Potassium chlorate decomposes according to the following equation:
2KCIO3(s)= 2KCl(s) + 3O2(g)
what volume of a gas can be produced by the decomposition of 12.6g of potassium chlorate measured under the following conditions?
a) at STP
b) at SATP
mols KClO3 = grams/molar mass = ?
For every 2 mols KClO3 you get 3 mol O2.
1 mol O2 @ STP occupies 22.4 L so ? mols will give ......
1 mol O2 @ SATP occup;ies 24.5 L so ? mols will give .....
Post your work if you get stuck..
To calculate the volume of gas produced by the decomposition of potassium chlorate, you need to use the ideal gas law equation: PV = nRT.
a) STP (Standard Temperature and Pressure):
At STP, the temperature is 273.15 K (0 degrees Celsius) and the pressure is 1 atmosphere (atm).
1. First, we need to convert the mass of potassium chlorate (KCIO3) to moles.
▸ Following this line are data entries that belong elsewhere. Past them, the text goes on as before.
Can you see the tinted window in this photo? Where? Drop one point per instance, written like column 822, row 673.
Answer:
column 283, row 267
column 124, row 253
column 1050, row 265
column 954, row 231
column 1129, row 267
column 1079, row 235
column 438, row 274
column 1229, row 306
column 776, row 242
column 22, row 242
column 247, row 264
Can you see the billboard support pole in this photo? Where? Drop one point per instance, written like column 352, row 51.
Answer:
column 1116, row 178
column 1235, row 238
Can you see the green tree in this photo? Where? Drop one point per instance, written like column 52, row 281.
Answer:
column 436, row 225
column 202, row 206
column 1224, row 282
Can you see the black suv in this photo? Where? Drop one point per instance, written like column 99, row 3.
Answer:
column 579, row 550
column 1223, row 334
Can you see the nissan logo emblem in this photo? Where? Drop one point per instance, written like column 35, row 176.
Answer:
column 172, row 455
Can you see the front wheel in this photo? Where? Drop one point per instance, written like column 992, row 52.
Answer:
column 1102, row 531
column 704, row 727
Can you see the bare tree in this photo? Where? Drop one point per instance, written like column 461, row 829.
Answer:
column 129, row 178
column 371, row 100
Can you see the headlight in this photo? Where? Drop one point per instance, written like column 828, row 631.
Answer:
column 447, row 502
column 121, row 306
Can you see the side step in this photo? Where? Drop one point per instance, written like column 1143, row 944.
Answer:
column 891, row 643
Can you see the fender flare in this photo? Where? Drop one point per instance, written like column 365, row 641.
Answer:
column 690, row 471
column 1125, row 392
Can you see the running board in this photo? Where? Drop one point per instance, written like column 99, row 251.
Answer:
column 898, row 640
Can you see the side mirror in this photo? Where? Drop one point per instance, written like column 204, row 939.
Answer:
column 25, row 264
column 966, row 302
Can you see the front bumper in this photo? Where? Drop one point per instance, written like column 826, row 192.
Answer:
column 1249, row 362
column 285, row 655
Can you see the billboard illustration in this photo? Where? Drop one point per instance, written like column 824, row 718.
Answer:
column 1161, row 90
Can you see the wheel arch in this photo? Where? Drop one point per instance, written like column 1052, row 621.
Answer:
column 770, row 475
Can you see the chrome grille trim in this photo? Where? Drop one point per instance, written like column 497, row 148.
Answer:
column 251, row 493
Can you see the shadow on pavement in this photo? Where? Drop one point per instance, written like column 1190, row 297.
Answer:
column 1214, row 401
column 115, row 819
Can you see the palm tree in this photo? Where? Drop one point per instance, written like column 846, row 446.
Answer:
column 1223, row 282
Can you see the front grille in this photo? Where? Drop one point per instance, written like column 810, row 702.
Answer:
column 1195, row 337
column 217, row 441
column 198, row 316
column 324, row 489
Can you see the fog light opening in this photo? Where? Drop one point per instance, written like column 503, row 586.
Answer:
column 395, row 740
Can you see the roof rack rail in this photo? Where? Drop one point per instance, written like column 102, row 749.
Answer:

The molar mass of KCIO3 is:
Potassium (K) = 39.10 g/mol
Chlorine (Cl) = 35.45 g/mol
Oxygen (O) = 16.00 g/mol
So, the molar mass of KCIO3 = 39.10 + 35.45 + (16.00 x 3) = 122.55 g/mol.
To find the number of moles (n), divide the mass of potassium chlorate (12.6 g) by its molar mass:
n = 12.6 g / 122.55 g/mol = 0.1028 mol
2. Since the balanced equation shows that 2 moles of KCIO3 produce 3 moles of O2, we can also determine the number of moles of O2 produced:
0.1028 mol KCIO3 x (3 mol O2 / 2 mol KCIO3) = 0.1542 mol O2
3. Now, we can use the ideal gas law equation to calculate the volume (V) of the gas:
PV = nRT
V = (nRT) / P
Substituting the values into the equation:
V = (0.1542 mol) x (0.0821 L × atm / mol × K) x (273.15 K) / (1 atm)
V = 0.1542 mol x 22.4 L/mol
V = 3.46 L
Therefore, at STP (0 degrees Celsius and 1 atm), the volume of gas produced by the decomposition of 12.6 g of potassium chlorate is 3.46 liters.
b) SATP (Standard Ambient Temperature and Pressure):
At SATP, the temperature is usually 298 K (25 degrees Celsius), and the pressure is 1 atmosphere (atm).
The calculation for SATP is similar to the one for STP, except we will use the SATP temperature of 298 K instead of 273.15 K.
Repeat steps 1 to 3 using the SATP temperature (298 K) instead of 273.15 K to find the volume of gas produced at SATP.
V = (0.1542 mol) x (0.0821 L × atm / mol × K) x (298 K) / (1 atm)
V = 0.1542 mol x 24.51 L/mol
V = 3.78 L
Therefore, at SATP (25 degrees Celsius and 1 atm), the volume of gas produced by the decomposition of 12.6 g of potassium chlorate is 3.78 liters.